Хойт скрестил руки на груди и закачался с носка на пятку. Его крупное тело было обтянуто синими джинсами и футболкой, которая, наверное, сидела гораздо свободнее фунтов этак пятнадцать назад. Карлсон знал, что Хойт — опытный полицейский, ни хитростью, ни искусными ловушками его не возьмешь.
— Вы ответите на мой вопрос? — осведомился он.
— А вы объясните, для чего это нужно? — парировал Хойт.
Карлсон решил поменять тактику.
— Зачем вы украли фотографии из документов о вскрытии?
— А почему вы решили, что я их украл?
Никакого возмущения, никакого волнения — чистое любопытство.
— Потому что сегодня я смотрел документы.
— В честь чего такая бурная деятельность?
— Простите?
— Мою дочь убили восемь лет назад. Ее убийца давно в тюрьме. А сегодня вы решили посмотреть документы по вскрытию. Я хочу знать зачем.
Разговор явно заходил в тупик, причем заходил очень быстро. Карлсон решил ненадолго сдать позиции, усыпив тем самым бдительность Паркера, и посмотреть, что из этого выйдет.
— Вчера ваш зять посетил медэксперта. Он требовал показать ему результаты вскрытия тела жены. Я надеюсь выяснить для чего.
— Ему удалось увидеть бумаги?
— Нет. Вы не знаете, почему он так настойчиво их требовал?
— Даже не догадываюсь.
— Однако вы насторожились.
— Как и вы. Поведение Дэвида кажется мне подозрительным.
— А почему, — продолжал Карлсон, — вы спросили, удалось ли Беку увидеть документы?

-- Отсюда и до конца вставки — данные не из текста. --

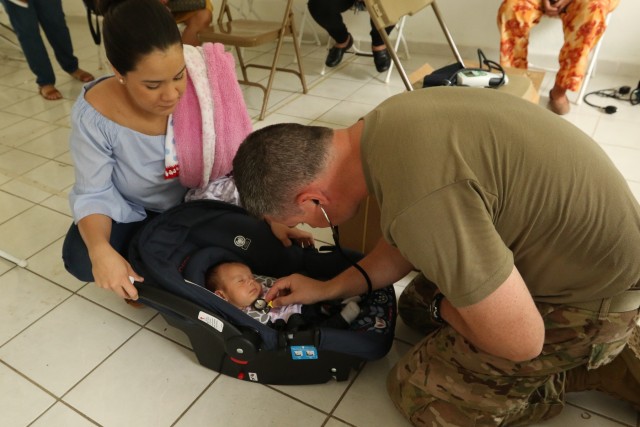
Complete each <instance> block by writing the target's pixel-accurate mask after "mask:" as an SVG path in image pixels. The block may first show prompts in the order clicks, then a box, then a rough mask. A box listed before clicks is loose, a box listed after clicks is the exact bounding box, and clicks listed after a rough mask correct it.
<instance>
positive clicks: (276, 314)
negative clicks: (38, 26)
mask: <svg viewBox="0 0 640 427" xmlns="http://www.w3.org/2000/svg"><path fill="white" fill-rule="evenodd" d="M256 277H257V278H258V279H260V280H258V279H257V278H256ZM272 283H273V279H272V278H268V277H264V276H254V274H253V272H252V271H251V269H250V268H249V267H248V266H247V265H245V264H243V263H240V262H235V261H231V262H222V263H220V264H217V265H214V266H212V267H210V268H209V269H208V270H207V272H206V276H205V287H206V288H207V289H209V290H210V291H211V292H213V293H215V294H216V295H217V296H219V297H220V298H222V299H224V300H225V301H227V302H229V303H230V304H232V305H234V306H236V307H238V308H239V309H241V310H242V311H244V312H245V313H247V314H248V315H250V316H251V317H254V318H255V319H256V320H258V321H259V322H261V323H263V324H268V325H278V321H280V323H282V322H289V323H292V322H293V321H294V319H295V322H296V323H297V324H298V323H302V324H306V325H316V326H325V327H329V328H336V329H347V328H348V327H349V325H350V324H351V322H353V321H354V320H355V319H356V318H357V317H358V315H359V314H360V306H358V303H357V302H356V299H353V298H352V299H349V300H345V301H343V304H344V305H343V304H340V305H338V306H337V307H336V306H335V305H333V306H332V305H331V304H314V305H302V304H291V305H287V306H283V307H277V308H275V307H273V308H272V307H270V305H269V304H268V303H267V302H266V301H265V300H264V295H265V294H266V293H267V291H268V290H269V286H268V284H272Z"/></svg>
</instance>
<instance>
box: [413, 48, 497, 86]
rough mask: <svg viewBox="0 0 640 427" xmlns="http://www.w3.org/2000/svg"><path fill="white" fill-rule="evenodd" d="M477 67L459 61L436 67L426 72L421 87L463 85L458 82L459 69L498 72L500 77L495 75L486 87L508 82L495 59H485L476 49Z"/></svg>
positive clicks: (465, 70)
mask: <svg viewBox="0 0 640 427" xmlns="http://www.w3.org/2000/svg"><path fill="white" fill-rule="evenodd" d="M478 64H479V67H478V68H467V67H465V66H464V64H461V63H460V62H456V63H454V64H450V65H446V66H444V67H442V68H438V69H437V70H435V71H433V72H432V73H431V74H427V75H426V76H425V77H424V79H423V80H422V87H423V88H425V87H434V86H464V85H462V84H461V83H460V82H458V73H460V72H461V71H470V72H474V71H486V72H492V71H494V70H495V71H497V72H499V73H500V74H501V75H502V77H496V78H495V79H492V80H496V81H495V82H493V81H492V82H491V83H489V85H487V87H492V88H497V87H500V86H502V85H504V84H506V83H507V82H508V78H507V77H506V73H505V72H504V69H503V68H502V67H501V66H500V64H498V63H497V62H495V61H492V60H490V59H487V57H486V56H485V55H484V52H482V50H480V49H478Z"/></svg>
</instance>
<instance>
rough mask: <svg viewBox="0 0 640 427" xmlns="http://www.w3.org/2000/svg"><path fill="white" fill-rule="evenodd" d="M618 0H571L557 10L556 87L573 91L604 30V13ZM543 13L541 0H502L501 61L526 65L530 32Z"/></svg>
mask: <svg viewBox="0 0 640 427" xmlns="http://www.w3.org/2000/svg"><path fill="white" fill-rule="evenodd" d="M618 2H619V0H573V1H571V2H570V3H569V4H568V5H567V6H566V8H565V9H564V10H563V11H562V12H561V13H560V19H561V20H562V29H563V32H564V44H563V45H562V49H561V50H560V55H559V58H558V61H559V63H560V68H559V70H558V73H557V75H556V82H555V83H556V86H558V87H561V88H563V89H567V90H572V91H576V90H578V89H579V88H580V85H581V84H582V80H583V78H584V74H585V71H586V69H587V62H588V57H589V52H590V51H591V49H592V48H593V47H594V46H595V44H596V43H597V42H598V40H599V39H600V37H601V36H602V34H603V33H604V30H605V29H606V26H607V25H606V22H605V20H606V18H607V15H608V14H609V13H610V12H611V11H613V9H615V8H616V6H617V5H618ZM543 15H544V9H543V2H542V0H504V1H503V2H502V4H501V5H500V8H499V10H498V29H499V30H500V63H501V64H502V65H503V66H505V67H514V68H527V65H528V64H527V53H528V46H529V33H530V31H531V28H532V27H533V26H535V25H536V24H538V23H539V22H540V18H541V17H542V16H543Z"/></svg>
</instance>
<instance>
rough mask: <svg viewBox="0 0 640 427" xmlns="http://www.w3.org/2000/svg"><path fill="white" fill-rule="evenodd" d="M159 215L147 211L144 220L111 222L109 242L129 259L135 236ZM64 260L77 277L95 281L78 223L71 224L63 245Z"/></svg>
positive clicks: (120, 254)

Паркер молча пожал плечами.
— Вы расскажете мне, что сделали с фотографиями?
— Я не понимаю, о чем вы говорите, — бесцветным голосом произнес Хойт.
— Вы единственный, кто получал на руки этот конверт.
— И что это доказывает?
— Когда вы просматривали документы, там были фотографии?
Глаза Паркера вспыхнули и тут же погасли.
— Да, — ответил он. — Да, были.
Карлсон не смог сдержать улыбки.
— Хороший ответ.
Он расставил Хойту ловушку, и тот виртуозно ее обошел.
— Потому что, ответь вы, что их там не было, я бы спросил, почему вы тотчас же не поставили в известность медэксперта и так далее. Правильно?
— Вы подозрительны, агент Карлсон.
— Да уж. Есть какие-то идеи по поводу того, куда могли подеваться снимки?
— Возможно, их засунули по ошибке в другой конверт.
— Возможно. Только непохоже, что вы расстроены этим обстоятельством.
— Моя дочь погибла. Расследование по ее делу закрыто. Было бы из-за чего расстраиваться.
Не разговор, а пустая трата времени. А может быть, и нет. Точной информации Карлсон не получил, но поведение Паркера говорило само за себя.
— Вы до сих пор считаете, что вашу дочь убил Киллрой?
— Несомненно.
Карлсон повертел конвертом:
— Даже после того, как прочитали это?
— Да.
— Тот факт, что большинство увечий нанесено после смерти жертвы, вас не смущает?
— Успокаивает, — ответил Паркер. — Значит, моя дочь меньше мучилась.
— Я не об этом. Я об уликах против Келлертона.
— В описании вскрытия я не вижу ничего противоречащего обвинению.
— Случай не похож на остальные.
— Различия объясняются физической силой моей дочери.
— Не понял.
— Я знаю, что Келлертон наслаждался муками своих жертв, — начал объяснять Хойт. — И клеймил их, когда они все еще были живы. Мы предположили, что Элизабет пыталась вырваться или хотя бы защититься. Нам кажется, она отбивалась от него. И, пытаясь совладать с девушкой, он не рассчитал силы и убил ее. Это объясняет ножевые раны на ее руках. И то, почему клеймо было посмертным.